これぞダイオウイカ、標本完成…鳥取・山陰海岸学習館で一般公開始まる

 鳥取県沖の日本海で2年前、網にかかったダイオウイカの標本製作が完了し、鳥取県立博物館付属山陰海岸学習館(同県岩美町)で2日、公開が始まった。

 ダイオウイカは世界最大級の無脊椎動物として知られる。展示個体は平成26年1月21日、同町で水揚げされ、全長約3・2メートル。最も長い触腕2本は失われたが、残っていれば全長約8メートルと推定される。調査の結果、大きな卵巣があり、成熟した雌と分かった。

 冷凍保存の後、昨年4月からホルマリン液に漬け防腐処理をしていた。透明なアクリル水槽(長さ3・3メートル)で展示。泳いでいるように腕を広げ、腕の間にある口も見られるようにした。鳥取県では、昭和63年に同町に漂着したダイオウイカを同博物館(鳥取市)で保管。標本はこれで2件目になる。

 この日は標本完成記念セレモニーが同学習館であり、関係者や近くの浦富保育所の子供らがテープカット。大きなイカの姿に子供たちが目を輝かせた。

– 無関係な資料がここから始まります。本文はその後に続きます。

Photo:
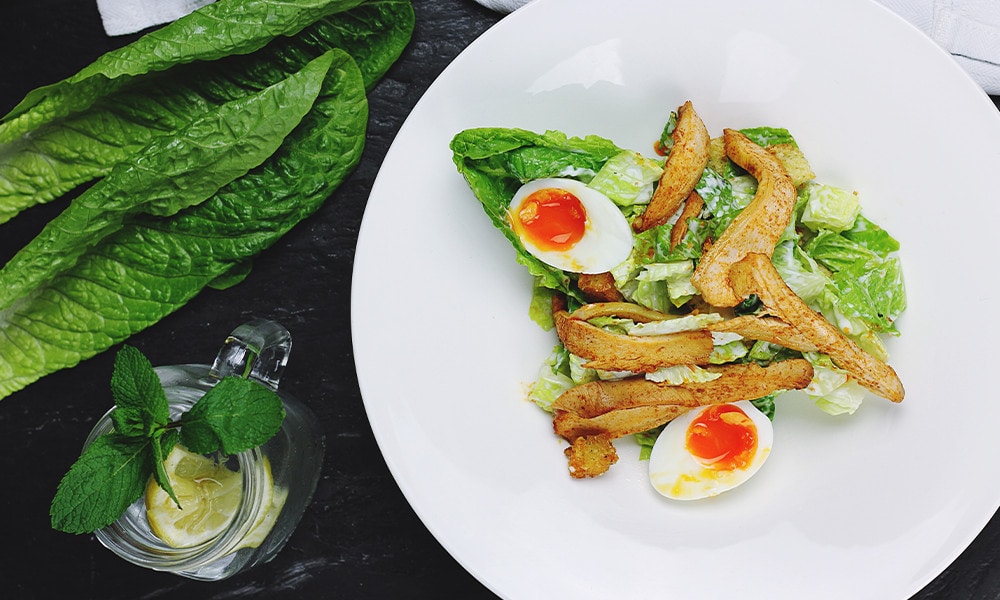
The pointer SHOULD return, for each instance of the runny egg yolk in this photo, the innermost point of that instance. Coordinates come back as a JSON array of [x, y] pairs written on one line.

 また、ダイオウイカ研究の第一人者、窪寺恒己・国立科学博物館分子生物多様性研究資料センター長が記念講演。平成26、27年の冬、基本的に太平洋にすむダイオウイカが日本海沿岸で多数見つかった背景について、「何らかの理由で、対馬海峡を通って日本海に入り込んだ。冬の冷たい海水を避けるため、浅いところに上がり衰弱。西風で海岸に打ち上げられた」との分析を述べた。